Find information on Seizure with Status Epilepticus, including clinical documentation requirements, medical coding guidelines, and healthcare best practices. Learn about status epilepticus diagnosis, treatment, and management. Explore resources for ICD-10-CM codes for seizures and status epilepticus, differential diagnosis, and appropriate medical terminology for accurate record keeping. This resource supports clinicians, coders, and healthcare professionals in properly documenting and coding Seizure with Status Epilepticus cases.
Also known as
Epilepsy and recurrent seizures
Covers various epileptic syndromes including status epilepticus.
Convulsions not elsewhere classified
Includes seizures/convulsions when a more specific epilepsy diagnosis isn't available.
Epilepsy, unspecified, not intractable, without status epilepticus
Used for epilepsy cases when other codes are not applicable but there is no status epilepticus.
Follow this step-by-step guide to choose the correct ICD-10 code.
Is the seizure confirmed as status epilepticus?
Yes
Is there a documented cause?
No
Is there a documented diagnosis of epilepsy?

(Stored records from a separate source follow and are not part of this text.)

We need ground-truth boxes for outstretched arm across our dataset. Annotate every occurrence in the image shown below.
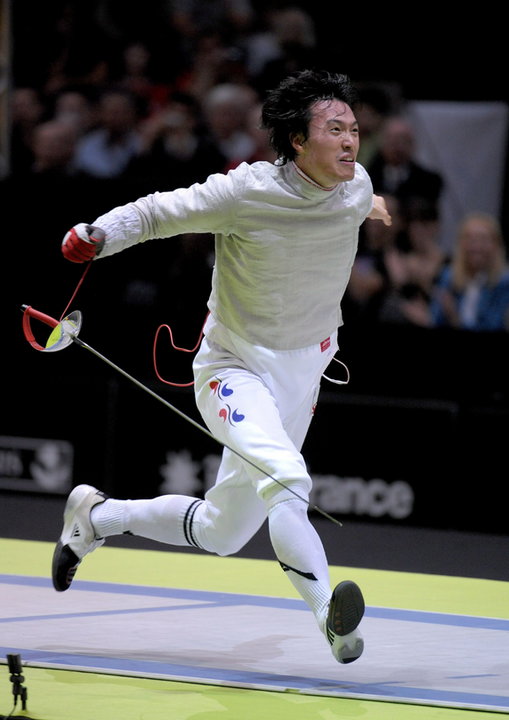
[368,195,392,225]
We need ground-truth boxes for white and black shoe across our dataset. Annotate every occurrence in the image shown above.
[325,580,365,663]
[51,485,108,592]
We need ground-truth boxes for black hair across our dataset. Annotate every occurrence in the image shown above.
[262,70,359,164]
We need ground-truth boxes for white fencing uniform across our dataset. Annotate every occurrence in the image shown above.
[89,162,373,629]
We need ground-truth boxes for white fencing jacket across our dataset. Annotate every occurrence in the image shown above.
[93,161,373,350]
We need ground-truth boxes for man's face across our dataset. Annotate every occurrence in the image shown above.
[293,100,359,187]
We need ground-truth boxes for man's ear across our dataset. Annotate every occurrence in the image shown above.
[290,133,305,153]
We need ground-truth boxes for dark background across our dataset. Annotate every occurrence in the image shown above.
[0,0,509,580]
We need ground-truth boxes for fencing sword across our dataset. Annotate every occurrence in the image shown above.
[21,305,343,527]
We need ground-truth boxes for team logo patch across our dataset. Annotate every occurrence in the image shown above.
[209,379,245,426]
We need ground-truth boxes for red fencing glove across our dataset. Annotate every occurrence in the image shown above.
[62,223,106,263]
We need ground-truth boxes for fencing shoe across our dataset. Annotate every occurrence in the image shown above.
[325,580,365,663]
[51,485,108,592]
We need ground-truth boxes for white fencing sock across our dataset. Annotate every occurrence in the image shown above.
[90,495,202,545]
[269,498,331,632]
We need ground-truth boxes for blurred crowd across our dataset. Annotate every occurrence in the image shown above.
[2,0,509,338]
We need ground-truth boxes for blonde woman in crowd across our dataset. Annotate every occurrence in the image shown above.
[431,212,509,331]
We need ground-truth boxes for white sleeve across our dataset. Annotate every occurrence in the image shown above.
[92,171,236,258]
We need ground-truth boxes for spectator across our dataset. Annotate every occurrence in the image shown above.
[118,41,171,115]
[343,195,405,322]
[431,212,509,331]
[53,87,96,139]
[246,6,319,95]
[126,93,226,194]
[75,88,141,178]
[379,198,446,327]
[357,83,396,168]
[203,83,258,164]
[366,115,443,215]
[31,120,77,177]
[10,87,46,175]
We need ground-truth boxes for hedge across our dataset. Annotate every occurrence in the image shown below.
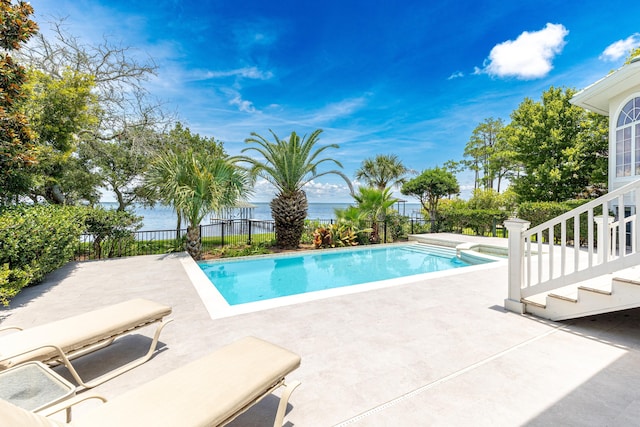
[0,205,87,305]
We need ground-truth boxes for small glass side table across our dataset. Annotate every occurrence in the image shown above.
[0,362,76,412]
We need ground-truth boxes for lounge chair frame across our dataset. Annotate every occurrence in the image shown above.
[0,300,173,389]
[0,337,301,427]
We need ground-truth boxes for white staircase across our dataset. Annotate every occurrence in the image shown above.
[522,268,640,320]
[505,180,640,320]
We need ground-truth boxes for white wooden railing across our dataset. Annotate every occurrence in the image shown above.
[505,180,640,312]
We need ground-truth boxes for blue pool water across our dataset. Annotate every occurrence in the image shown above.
[198,244,482,305]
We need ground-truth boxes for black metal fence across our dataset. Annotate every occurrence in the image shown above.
[74,217,507,261]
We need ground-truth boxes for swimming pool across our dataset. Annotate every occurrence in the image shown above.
[198,244,492,305]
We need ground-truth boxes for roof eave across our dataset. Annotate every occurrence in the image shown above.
[570,61,640,116]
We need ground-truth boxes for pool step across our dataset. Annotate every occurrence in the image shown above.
[409,243,457,258]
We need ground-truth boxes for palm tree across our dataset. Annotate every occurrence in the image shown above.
[145,150,249,260]
[235,129,353,249]
[355,154,411,190]
[353,187,397,242]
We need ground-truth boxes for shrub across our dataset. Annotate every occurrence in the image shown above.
[84,207,142,259]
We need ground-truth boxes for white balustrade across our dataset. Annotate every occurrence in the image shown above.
[505,180,640,312]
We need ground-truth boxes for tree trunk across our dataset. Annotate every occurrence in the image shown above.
[270,190,308,249]
[185,225,202,261]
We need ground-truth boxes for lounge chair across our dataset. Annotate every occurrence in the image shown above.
[0,299,171,388]
[0,337,300,427]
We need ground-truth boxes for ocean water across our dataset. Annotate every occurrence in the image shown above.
[101,202,420,231]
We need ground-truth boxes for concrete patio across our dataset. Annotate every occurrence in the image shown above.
[0,239,640,426]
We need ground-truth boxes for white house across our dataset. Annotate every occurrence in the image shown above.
[571,57,640,196]
[505,57,640,320]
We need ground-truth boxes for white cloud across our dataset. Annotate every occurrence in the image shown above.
[476,23,569,80]
[600,33,640,61]
[204,67,273,80]
[303,181,351,202]
[229,94,256,113]
[306,94,369,123]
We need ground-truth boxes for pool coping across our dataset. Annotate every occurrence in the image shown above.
[180,242,506,319]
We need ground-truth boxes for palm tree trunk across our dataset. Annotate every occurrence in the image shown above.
[270,190,308,249]
[185,225,202,261]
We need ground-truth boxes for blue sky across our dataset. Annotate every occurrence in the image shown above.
[31,0,640,202]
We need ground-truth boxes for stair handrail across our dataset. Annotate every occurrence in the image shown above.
[505,179,640,312]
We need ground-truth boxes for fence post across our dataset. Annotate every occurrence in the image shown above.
[593,215,615,264]
[504,218,531,314]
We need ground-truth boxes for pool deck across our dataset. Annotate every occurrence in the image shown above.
[0,235,640,427]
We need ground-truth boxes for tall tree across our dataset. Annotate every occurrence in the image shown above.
[236,129,353,249]
[0,0,38,204]
[20,21,168,208]
[145,150,249,260]
[355,154,410,190]
[401,167,460,221]
[464,117,504,189]
[508,87,608,202]
[353,187,396,242]
[22,69,99,204]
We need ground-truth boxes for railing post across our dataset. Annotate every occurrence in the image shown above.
[504,218,531,314]
[593,215,615,264]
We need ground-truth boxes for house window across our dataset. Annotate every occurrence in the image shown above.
[616,98,640,176]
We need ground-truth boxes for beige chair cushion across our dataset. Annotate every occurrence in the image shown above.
[72,337,300,427]
[0,299,171,369]
[0,399,67,427]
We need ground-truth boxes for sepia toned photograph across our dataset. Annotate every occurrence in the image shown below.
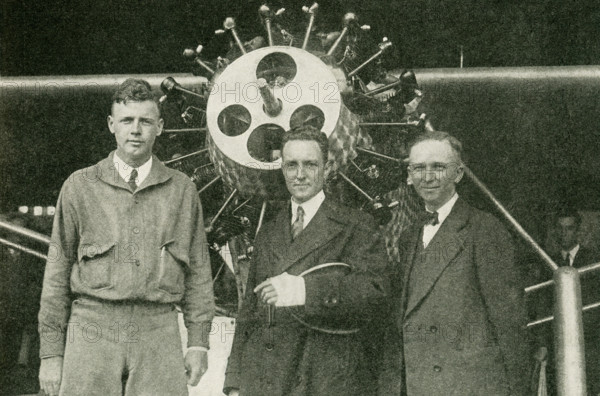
[0,0,600,396]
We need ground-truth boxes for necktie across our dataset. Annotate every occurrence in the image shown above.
[292,206,304,240]
[423,212,440,225]
[127,169,137,191]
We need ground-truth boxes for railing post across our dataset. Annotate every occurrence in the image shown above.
[554,267,587,396]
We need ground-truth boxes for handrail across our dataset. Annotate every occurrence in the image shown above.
[525,262,600,294]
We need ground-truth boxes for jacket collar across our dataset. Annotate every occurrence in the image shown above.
[402,198,471,318]
[272,198,346,274]
[96,151,172,194]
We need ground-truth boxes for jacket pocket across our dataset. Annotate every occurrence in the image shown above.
[77,242,115,290]
[158,239,189,295]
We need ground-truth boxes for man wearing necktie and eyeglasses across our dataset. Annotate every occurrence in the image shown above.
[379,132,530,396]
[224,126,389,396]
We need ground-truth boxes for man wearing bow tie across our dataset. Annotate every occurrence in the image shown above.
[380,132,530,396]
[224,126,389,396]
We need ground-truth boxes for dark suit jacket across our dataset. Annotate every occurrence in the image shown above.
[224,199,389,396]
[380,199,530,396]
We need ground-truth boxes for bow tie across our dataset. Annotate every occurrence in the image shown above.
[423,211,440,225]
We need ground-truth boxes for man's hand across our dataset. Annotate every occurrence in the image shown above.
[254,272,306,307]
[40,356,63,396]
[185,349,208,386]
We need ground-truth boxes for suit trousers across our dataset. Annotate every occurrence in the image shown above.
[60,298,188,396]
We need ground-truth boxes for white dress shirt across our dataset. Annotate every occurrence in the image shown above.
[291,190,325,229]
[560,244,579,266]
[423,193,458,248]
[113,152,152,187]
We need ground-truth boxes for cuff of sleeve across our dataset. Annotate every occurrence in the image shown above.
[39,325,65,359]
[304,276,330,315]
[187,322,211,349]
[223,372,240,395]
[188,346,208,352]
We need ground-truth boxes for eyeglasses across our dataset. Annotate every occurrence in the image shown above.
[407,162,462,177]
[281,163,319,178]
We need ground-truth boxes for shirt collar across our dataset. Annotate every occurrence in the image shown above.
[428,193,458,225]
[292,190,325,227]
[561,244,579,260]
[113,151,152,186]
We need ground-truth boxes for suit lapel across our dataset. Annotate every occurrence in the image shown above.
[276,199,344,273]
[404,199,469,319]
[400,226,423,317]
[270,202,291,275]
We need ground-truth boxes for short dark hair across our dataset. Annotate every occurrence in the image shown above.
[407,131,463,162]
[112,78,156,104]
[554,206,582,228]
[281,125,329,163]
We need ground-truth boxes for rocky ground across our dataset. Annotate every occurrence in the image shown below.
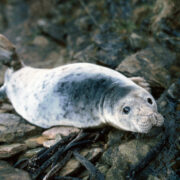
[0,0,180,180]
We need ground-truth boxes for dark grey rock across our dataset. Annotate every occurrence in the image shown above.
[0,161,31,180]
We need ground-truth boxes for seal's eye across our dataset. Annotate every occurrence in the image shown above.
[123,106,131,114]
[147,98,153,104]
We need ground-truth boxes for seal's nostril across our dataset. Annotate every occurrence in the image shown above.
[147,98,153,104]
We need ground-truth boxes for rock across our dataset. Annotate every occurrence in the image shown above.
[116,46,175,91]
[24,136,47,148]
[42,127,80,139]
[43,136,62,148]
[0,103,14,114]
[6,0,28,27]
[0,161,31,180]
[101,138,157,180]
[0,144,27,159]
[0,113,41,143]
[19,147,43,160]
[147,175,160,180]
[59,148,102,176]
[32,36,48,47]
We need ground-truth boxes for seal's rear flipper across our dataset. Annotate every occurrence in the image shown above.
[0,34,22,70]
[130,77,151,92]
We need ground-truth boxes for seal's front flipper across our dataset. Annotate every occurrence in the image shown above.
[130,77,151,92]
[0,86,7,101]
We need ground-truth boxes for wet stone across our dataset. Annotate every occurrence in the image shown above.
[116,45,176,89]
[0,144,27,159]
[59,148,102,176]
[0,161,31,180]
[19,147,43,160]
[0,113,39,143]
[24,136,47,148]
[43,135,62,148]
[101,138,158,180]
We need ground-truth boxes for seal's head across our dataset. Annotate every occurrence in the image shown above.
[103,86,164,133]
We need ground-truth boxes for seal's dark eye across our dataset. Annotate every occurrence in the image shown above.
[123,106,131,114]
[147,98,153,104]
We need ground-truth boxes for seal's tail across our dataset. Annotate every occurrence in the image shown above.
[0,34,22,70]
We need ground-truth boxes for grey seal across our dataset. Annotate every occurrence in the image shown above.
[1,63,163,133]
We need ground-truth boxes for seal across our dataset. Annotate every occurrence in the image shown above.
[1,63,163,133]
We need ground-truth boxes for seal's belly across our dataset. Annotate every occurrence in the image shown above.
[7,63,135,128]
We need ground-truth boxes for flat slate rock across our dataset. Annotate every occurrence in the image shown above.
[0,161,31,180]
[0,144,27,159]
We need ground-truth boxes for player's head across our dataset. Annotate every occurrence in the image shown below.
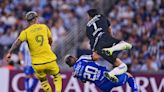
[64,55,77,67]
[25,11,38,23]
[87,9,99,18]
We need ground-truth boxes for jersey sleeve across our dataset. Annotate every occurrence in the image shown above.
[18,31,27,42]
[46,26,52,38]
[19,43,23,52]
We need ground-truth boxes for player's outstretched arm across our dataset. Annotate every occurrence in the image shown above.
[6,39,22,61]
[126,72,138,92]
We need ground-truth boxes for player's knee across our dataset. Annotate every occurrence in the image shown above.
[120,63,128,72]
[39,77,47,82]
[126,72,133,77]
[53,73,61,81]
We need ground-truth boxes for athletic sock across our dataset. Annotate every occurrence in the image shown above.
[25,78,30,92]
[109,63,128,75]
[128,77,138,92]
[30,78,38,91]
[41,81,52,92]
[109,41,132,52]
[54,74,62,92]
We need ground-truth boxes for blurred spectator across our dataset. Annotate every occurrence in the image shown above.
[51,18,66,43]
[0,0,164,72]
[141,57,159,72]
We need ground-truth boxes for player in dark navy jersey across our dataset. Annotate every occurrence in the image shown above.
[65,55,138,92]
[86,9,132,82]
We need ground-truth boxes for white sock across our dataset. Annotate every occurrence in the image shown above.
[110,41,132,51]
[109,63,128,75]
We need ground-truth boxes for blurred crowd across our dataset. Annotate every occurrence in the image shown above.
[0,0,164,72]
[108,0,164,72]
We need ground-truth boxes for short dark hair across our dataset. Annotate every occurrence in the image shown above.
[64,55,76,67]
[25,11,38,22]
[87,9,99,17]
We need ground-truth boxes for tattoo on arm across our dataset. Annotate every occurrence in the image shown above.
[9,39,22,53]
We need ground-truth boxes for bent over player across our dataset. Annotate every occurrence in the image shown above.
[19,42,38,92]
[6,11,62,92]
[65,55,138,92]
[86,9,132,82]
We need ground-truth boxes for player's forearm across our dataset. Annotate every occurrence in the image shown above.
[9,39,21,53]
[48,38,52,46]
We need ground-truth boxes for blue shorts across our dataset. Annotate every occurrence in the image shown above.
[24,66,34,75]
[96,73,128,92]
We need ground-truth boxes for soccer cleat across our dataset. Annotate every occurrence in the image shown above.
[103,48,113,56]
[104,72,118,83]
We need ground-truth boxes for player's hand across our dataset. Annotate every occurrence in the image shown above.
[5,53,11,62]
[92,51,101,61]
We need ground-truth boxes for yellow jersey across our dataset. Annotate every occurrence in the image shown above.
[18,24,57,64]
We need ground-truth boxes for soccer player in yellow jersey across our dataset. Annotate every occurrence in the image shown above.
[6,11,62,92]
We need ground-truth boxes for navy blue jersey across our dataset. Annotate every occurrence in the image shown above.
[86,15,110,50]
[73,56,128,92]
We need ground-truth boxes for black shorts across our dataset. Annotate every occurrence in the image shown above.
[95,34,120,64]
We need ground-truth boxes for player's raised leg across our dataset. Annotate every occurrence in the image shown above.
[46,61,62,92]
[104,58,128,82]
[103,41,132,55]
[127,73,138,92]
[54,73,62,92]
[32,64,52,92]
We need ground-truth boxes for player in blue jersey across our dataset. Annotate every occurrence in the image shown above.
[19,42,38,92]
[64,55,138,92]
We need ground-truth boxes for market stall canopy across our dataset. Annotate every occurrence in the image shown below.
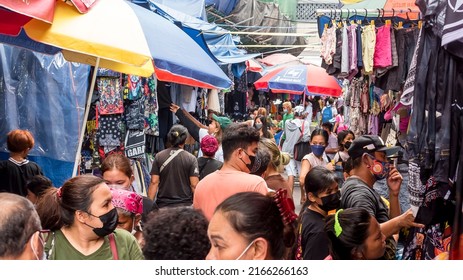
[254,65,342,97]
[149,0,260,64]
[0,0,96,35]
[149,0,207,21]
[24,0,231,88]
[257,53,299,66]
[206,0,307,56]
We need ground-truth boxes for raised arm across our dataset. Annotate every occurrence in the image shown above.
[170,103,203,142]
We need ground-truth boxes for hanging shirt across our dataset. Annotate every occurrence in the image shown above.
[362,25,376,74]
[373,25,392,68]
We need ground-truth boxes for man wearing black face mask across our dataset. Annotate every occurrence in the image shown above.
[341,135,423,259]
[193,123,269,220]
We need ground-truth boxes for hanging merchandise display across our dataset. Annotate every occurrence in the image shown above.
[323,0,463,260]
[80,68,159,190]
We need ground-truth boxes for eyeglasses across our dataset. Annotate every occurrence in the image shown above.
[38,229,52,243]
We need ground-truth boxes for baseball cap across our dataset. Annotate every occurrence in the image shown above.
[347,135,399,159]
[212,114,231,130]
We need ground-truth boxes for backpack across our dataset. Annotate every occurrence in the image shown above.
[322,107,333,124]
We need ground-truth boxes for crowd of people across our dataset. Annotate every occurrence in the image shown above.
[0,99,423,260]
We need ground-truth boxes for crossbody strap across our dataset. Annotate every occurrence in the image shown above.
[108,233,119,260]
[297,121,305,142]
[159,149,183,173]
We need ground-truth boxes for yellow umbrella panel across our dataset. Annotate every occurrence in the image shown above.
[24,0,154,77]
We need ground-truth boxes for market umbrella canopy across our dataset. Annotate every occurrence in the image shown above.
[24,0,231,88]
[257,53,299,66]
[0,0,96,35]
[254,64,342,97]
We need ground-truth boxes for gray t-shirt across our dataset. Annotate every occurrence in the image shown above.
[150,148,199,207]
[341,177,389,224]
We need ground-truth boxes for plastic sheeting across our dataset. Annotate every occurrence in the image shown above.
[227,0,307,56]
[150,0,207,21]
[206,0,240,16]
[0,44,90,186]
[150,0,259,64]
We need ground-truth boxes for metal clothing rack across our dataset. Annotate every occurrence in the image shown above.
[316,8,420,18]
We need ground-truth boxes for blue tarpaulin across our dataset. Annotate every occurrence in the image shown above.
[206,0,239,16]
[0,44,90,186]
[150,0,260,64]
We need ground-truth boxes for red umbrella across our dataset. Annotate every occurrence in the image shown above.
[0,0,97,36]
[257,53,299,66]
[254,64,342,97]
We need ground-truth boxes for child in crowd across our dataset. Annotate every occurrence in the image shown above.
[111,189,143,247]
[0,129,43,197]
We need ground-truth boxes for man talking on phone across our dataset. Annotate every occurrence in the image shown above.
[341,135,424,259]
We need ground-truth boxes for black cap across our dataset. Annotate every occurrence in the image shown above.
[347,135,399,159]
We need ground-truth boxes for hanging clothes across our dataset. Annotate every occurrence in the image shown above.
[97,77,124,115]
[362,25,376,74]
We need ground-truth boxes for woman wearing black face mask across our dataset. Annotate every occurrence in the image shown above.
[296,166,341,260]
[37,175,143,260]
[254,115,273,139]
[333,130,355,186]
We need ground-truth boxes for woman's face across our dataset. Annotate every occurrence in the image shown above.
[86,183,114,228]
[206,211,254,260]
[363,216,386,260]
[103,168,133,190]
[117,209,135,232]
[342,133,354,149]
[310,135,326,146]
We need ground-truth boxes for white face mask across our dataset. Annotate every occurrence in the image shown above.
[236,240,256,260]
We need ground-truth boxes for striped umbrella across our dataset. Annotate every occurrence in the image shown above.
[254,64,342,97]
[17,0,231,88]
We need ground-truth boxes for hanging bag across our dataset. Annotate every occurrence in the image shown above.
[294,122,312,161]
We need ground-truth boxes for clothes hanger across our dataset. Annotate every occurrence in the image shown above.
[360,9,368,24]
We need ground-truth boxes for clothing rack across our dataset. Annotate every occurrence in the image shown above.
[316,8,420,17]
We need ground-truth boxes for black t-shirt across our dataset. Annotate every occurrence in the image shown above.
[0,158,43,196]
[150,148,199,207]
[301,209,329,260]
[198,157,223,180]
[341,177,389,224]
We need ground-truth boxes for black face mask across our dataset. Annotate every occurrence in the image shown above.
[240,150,256,172]
[86,207,119,237]
[318,191,341,212]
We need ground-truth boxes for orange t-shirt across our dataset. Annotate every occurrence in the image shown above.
[193,170,269,221]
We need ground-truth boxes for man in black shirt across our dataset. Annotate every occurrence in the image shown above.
[341,135,423,259]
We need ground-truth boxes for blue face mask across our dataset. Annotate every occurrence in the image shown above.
[310,145,325,157]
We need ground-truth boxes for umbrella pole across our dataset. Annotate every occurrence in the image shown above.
[72,57,100,177]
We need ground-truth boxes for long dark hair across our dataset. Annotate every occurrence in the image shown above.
[325,208,372,260]
[37,175,104,231]
[167,124,188,148]
[215,192,295,259]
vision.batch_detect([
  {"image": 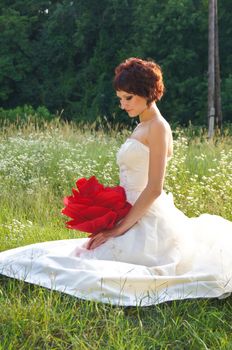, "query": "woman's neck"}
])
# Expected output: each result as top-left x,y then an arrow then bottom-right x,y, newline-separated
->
139,102 -> 159,123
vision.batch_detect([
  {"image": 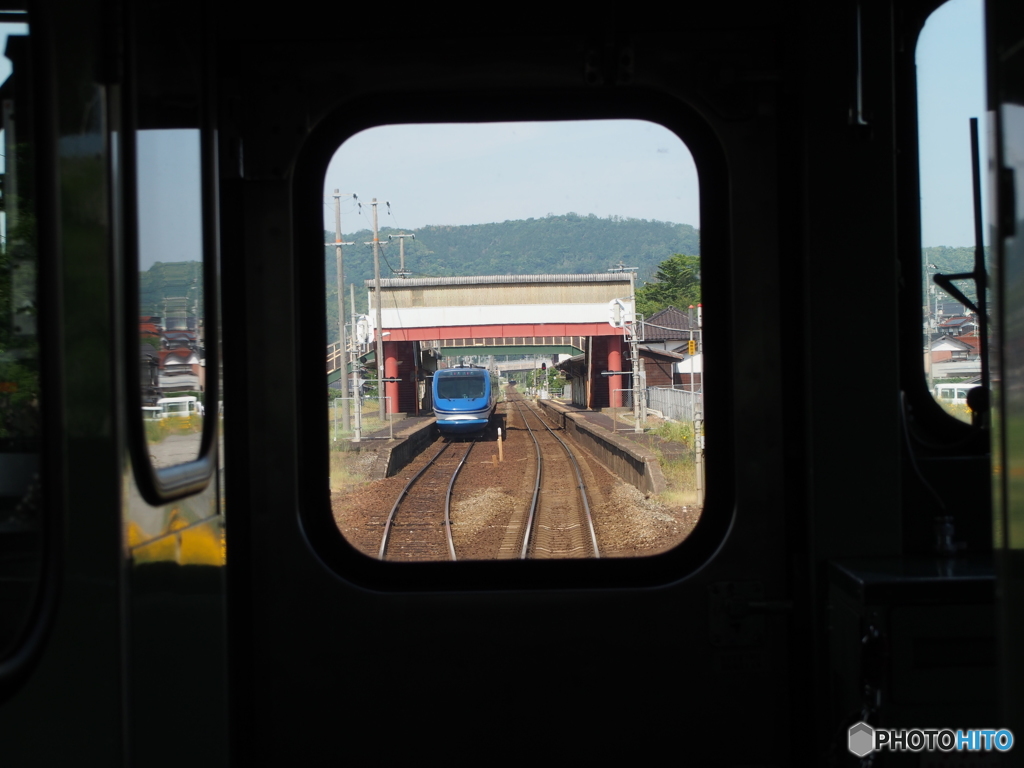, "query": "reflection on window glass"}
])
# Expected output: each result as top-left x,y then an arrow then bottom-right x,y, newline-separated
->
0,13 -> 43,658
323,120 -> 705,561
916,0 -> 987,422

When to use each related code
Description |
---|
Seizure |
Status Epilepticus |
Epilepsy |
Patient presented with status epilepticus, a prolonged seizure activity lasting greater than five minutes or involving recurrent seizures without recovery of consciousness between events. The patient exhibited tonic-clonic seizure activity characterized by generalized convulsions with rhythmic jerking movements and loss of awareness. Onset of seizure activity was witnessed by family and reported as abrupt. Prior to the event, the patient reported no prodromal symptoms such as aura or headache. Medical history significant for epilepsy diagnosed two years prior, currently managed with levetiracetam. Medication compliance was questioned and patient reported inconsistent adherence to prescribed regimen. Initial assessment revealed altered mental status, postictal confusion, and oxygen saturation of 92% on room air. Intravenous access was established and the patient was administered lorazepam followed by a loading dose of fosphenytoin per protocol for status epilepticus management. Continuous electroencephalogram (EEG) monitoring was initiated to assess ongoing seizure activity. Subsequent neurological examination revealed no focal deficits. Differential diagnosis included non-epileptic seizures, syncope, and metabolic disturbances. Laboratory studies including complete blood count (CBC), comprehensive metabolic panel (CMP), and serum toxicology were ordered to evaluate for underlying causes. Patient responded to treatment with cessation of seizure activity and gradual return to baseline neurological status. The patient was admitted for further observation and management of epilepsy, including medication reconciliation and adjustment. Diagnosis: Status epilepticus, generalized tonic-clonic seizures, uncontrolled epilepsy. Plan includes continued EEG monitoring, initiation of maintenance antiepileptic drug therapy, and patient education regarding medication adherence, seizure triggers, and epilepsy management.